Aboriginal community Palm Island has welcomed the Queen's Baton for the first time in Commonwealth Games history.
The island, located in Queensland, received the Gold Coast 2018 Queen's Baton as it continued its journey around the host city.
The stopover was organised by the Organising Committee as part of their Reconciliation Action Plan.
Gold Coast 2018 claim the plan is designed to "demonstrate longstanding commitment and support for Aboriginal and Torres Strait Islander peoples and their communities".
Acting Premier Jackie Trad described the visit of the Baton as a significant moment for the island.
"The Reconciliation Plan is the first of its kind delivered by a major event in Australia and in Commonwealth Games history," she said.

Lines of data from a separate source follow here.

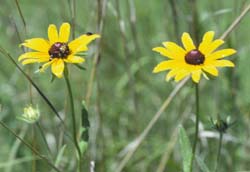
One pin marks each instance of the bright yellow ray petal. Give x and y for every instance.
(28, 61)
(196, 75)
(165, 52)
(173, 47)
(181, 75)
(52, 34)
(206, 40)
(80, 44)
(165, 65)
(74, 59)
(221, 54)
(187, 42)
(223, 63)
(171, 74)
(57, 67)
(211, 70)
(64, 32)
(33, 55)
(212, 46)
(38, 44)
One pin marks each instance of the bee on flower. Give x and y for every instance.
(57, 50)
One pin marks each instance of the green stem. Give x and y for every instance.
(30, 147)
(219, 152)
(196, 124)
(73, 116)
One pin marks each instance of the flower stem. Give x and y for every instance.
(196, 124)
(73, 116)
(219, 151)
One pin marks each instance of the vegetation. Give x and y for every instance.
(137, 120)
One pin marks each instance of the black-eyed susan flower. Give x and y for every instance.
(192, 60)
(57, 50)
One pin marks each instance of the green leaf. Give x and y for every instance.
(186, 150)
(60, 156)
(201, 164)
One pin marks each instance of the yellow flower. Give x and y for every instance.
(192, 60)
(56, 50)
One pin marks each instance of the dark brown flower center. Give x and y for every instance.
(194, 57)
(59, 50)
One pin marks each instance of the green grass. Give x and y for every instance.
(125, 93)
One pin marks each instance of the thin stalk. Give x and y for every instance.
(137, 142)
(34, 145)
(219, 152)
(43, 137)
(196, 123)
(30, 147)
(73, 116)
(21, 15)
(101, 12)
(73, 22)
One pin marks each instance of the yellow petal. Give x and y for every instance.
(223, 63)
(196, 75)
(171, 74)
(165, 52)
(74, 59)
(211, 70)
(28, 61)
(206, 40)
(165, 65)
(52, 34)
(80, 44)
(33, 55)
(181, 75)
(38, 44)
(212, 46)
(221, 54)
(57, 67)
(187, 42)
(174, 48)
(64, 32)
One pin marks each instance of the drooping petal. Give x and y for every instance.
(196, 75)
(206, 40)
(212, 46)
(74, 59)
(181, 75)
(46, 65)
(223, 63)
(174, 48)
(33, 55)
(38, 44)
(80, 44)
(52, 34)
(187, 42)
(28, 61)
(211, 70)
(165, 65)
(171, 74)
(221, 54)
(57, 67)
(64, 32)
(165, 52)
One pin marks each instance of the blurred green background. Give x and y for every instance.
(125, 93)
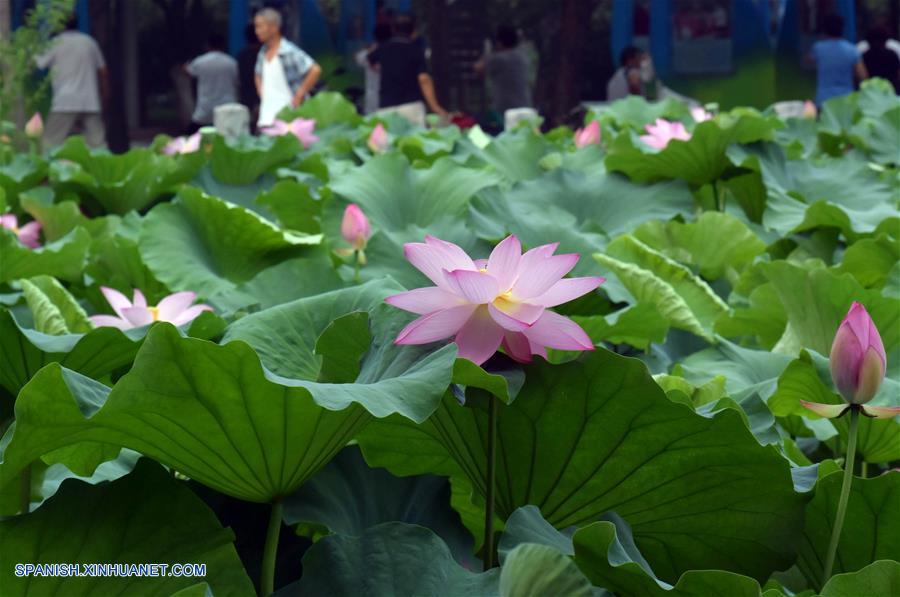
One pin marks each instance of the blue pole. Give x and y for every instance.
(238, 17)
(622, 27)
(84, 16)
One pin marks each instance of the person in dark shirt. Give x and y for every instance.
(405, 81)
(246, 68)
(881, 61)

"And I'm delighted the Queen's Baton, a symbol as important as the Commonwealth Games itself, is passing through Palm Island for residents to see and touch."

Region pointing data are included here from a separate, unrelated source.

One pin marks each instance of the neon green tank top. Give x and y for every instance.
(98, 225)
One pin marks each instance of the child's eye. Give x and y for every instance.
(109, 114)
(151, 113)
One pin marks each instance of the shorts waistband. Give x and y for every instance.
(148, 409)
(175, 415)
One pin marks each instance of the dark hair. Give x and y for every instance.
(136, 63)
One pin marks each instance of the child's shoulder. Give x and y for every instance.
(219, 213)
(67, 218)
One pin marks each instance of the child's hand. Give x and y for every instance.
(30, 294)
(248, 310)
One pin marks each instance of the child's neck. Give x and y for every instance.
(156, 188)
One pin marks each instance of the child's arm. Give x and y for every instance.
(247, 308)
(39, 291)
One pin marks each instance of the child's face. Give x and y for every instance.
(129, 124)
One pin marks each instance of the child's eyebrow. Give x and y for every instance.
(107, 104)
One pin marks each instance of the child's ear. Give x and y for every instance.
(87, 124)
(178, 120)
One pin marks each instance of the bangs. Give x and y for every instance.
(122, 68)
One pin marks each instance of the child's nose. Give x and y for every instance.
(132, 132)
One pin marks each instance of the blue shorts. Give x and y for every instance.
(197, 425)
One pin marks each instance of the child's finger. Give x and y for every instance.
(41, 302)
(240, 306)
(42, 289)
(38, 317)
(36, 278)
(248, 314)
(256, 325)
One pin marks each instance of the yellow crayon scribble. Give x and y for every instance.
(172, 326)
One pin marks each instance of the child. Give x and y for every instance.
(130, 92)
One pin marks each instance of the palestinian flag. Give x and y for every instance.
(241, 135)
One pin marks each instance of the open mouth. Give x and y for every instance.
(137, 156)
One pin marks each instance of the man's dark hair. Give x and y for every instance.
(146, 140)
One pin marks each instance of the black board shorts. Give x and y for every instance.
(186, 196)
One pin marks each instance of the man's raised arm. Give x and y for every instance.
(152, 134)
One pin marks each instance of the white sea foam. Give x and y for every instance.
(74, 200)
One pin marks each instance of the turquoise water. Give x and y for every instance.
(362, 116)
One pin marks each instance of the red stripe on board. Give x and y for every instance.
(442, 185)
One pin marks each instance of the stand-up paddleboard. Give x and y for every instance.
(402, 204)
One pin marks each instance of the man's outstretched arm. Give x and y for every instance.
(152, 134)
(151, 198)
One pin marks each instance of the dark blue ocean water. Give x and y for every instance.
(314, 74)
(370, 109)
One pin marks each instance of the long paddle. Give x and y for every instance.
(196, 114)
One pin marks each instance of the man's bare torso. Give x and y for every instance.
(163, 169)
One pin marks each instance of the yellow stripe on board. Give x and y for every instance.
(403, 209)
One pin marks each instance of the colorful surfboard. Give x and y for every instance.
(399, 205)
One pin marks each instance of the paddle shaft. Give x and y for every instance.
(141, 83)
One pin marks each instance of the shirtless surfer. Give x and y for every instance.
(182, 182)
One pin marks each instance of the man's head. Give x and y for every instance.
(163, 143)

Ikanau Conway, a 12-year-old student, was the community Batonbearer during the stopover.
She carried it from the Parish Centre to the front of the Council Chambers in the Town Centre Mall.
"This year marks 100 years since our people were forced onto Palm Island, or Bwgcolman as we know it, serving as a reminder of how Aboriginals used to be treated in Queensland," Palm Island Mayor Alf Lacey said.
"But as a community, we look forward to a bright future and the Baton's visit presents an opportunity for our people to continue to advocate for recognition and reconciliation.
"We are proud to be a part of the Baton's journey and glad that the Commonwealth Games has actively worked to engage more indigenous communities in Australia more than ever in its history."
The Baton is now due to head to Springbrook National Park and Q1 SkyPoint Climb on the Gold Coast on Friday (January 12).
It will then travel to the Uluru-Kata Tjuta National Park the following day.